Hola a tod@s , queria hacer con una caja externa usb sata , un disco externo multimedia para poder ver la tele y escuchar los mp3 ,¿hay por ahi alguna placa para hacer , y conectarle salida s-vhs o similar para conectar a la tele?.

¿si alguien sabe algo de esto , que me diga como puedo empezar?

gracias


----------



## maunix (Sep 25, 2006)

luna555 dijo:
			
		

> Hola a tod@s , queria hacer con una caja externa usb sata , un disco externo multimedia para poder ver la tele y escuchar los mp3 ,¿hay por ahi alguna placa para hacer , y conectarle salida s-vhs o similar para conectar a la tele?.
> 
> ¿si alguien sabe algo de esto , que me diga como puedo empezar?
> 
> gracias



Luna has buscado en internet algo por el estilo?
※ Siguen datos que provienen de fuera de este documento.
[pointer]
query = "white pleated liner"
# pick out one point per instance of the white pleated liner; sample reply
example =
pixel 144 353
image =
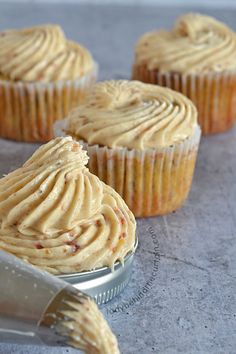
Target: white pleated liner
pixel 28 110
pixel 214 94
pixel 152 182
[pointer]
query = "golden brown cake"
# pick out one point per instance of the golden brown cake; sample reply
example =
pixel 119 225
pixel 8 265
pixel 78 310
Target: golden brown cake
pixel 142 140
pixel 196 58
pixel 42 77
pixel 57 215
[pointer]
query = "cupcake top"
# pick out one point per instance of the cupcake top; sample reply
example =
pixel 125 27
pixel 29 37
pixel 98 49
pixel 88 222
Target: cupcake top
pixel 196 44
pixel 58 216
pixel 41 53
pixel 133 115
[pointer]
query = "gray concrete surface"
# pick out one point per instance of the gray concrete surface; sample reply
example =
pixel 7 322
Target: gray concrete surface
pixel 188 305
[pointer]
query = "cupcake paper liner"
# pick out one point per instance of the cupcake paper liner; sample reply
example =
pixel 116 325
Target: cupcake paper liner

Si no has visto nada similar en internet hacerlo tú misma sería realmente un trabajo de una alta complejidad técnica

Si quieres lo seguimos discutiendo en cuanto a las "cosas" que me parece debieras tener en cuenta para encarar este proyecto pero si es algo hobbista que quieres tener montado en el corto plazo, y no hay nada en internet ya hecho y listo para armar, no son buenas las noticias que tengo para ti.

Saludos


----------



## tiopepe123 (Sep 25, 2006)

Es demasiado complejo armarlo usted.

Ya existe halgo parecido, pero todavia estoy en la duda.
Mira un poco me parece que woxter tiene unas cajas que las llama DVIX pero como te comentava no estoy seguro si solo es numenclatura o realmente es una caja de disco duro con DIVX


----------



## luna555 (Sep 25, 2006)

Gracias por contestar rapido , pero pense que habia por ahi algun circuito . En San Google , ya miré , pero no encuentro nada . Me interesa cualquier opcion 

gracias


----------



## maunix (Sep 25, 2006)

luna555 dijo:
			
		

> Gracias por contestar rapido , pero pense que habia por ahi algun circuito . En San Google , ya miré , pero no encuentro nada . Me interesa cualquier opcion
> 
> gracias



mmmm, ¿un ipod con conexión a video?


----------



## rodrigosoria (Mar 19, 2013)

Disco duro Externo
Hola Tengo Dos Disco un Adata y un Samsung de 500gb y 320gb tube El Mismo Problema con un dvd lg soportaba muy pocas carpetas de musica compre un dvd de marca barata ekt y me soporta unos 60gb en mp3 claro particionando el disco en 4 partes con easeus partition en fat 32 como sabras los discos son 3.0 las usb son 2.0 asi que tu disco necesita mas energia te recomiedo que te compres un cable usb con 3 entradas machos y un cople hembra para que lo puedas unir al cable del disco hay una punta que tiene dos entradas una va al dvd y la otra ala enegia que puede ser al cargador de un ipod no pasa nada no se te va a quemar yo tambien tube miedo pero ati te interesa ver peliculas en dvd mira mi primo tiene un dvd bluray samsung y los eprovado con musica y peliculas los lee muy bien la diferencia es que esos dvd leen casi cualquier formato de peliculas y en esos dvds no es necesario dar les mas energia alos discos duros espero te sirva


----------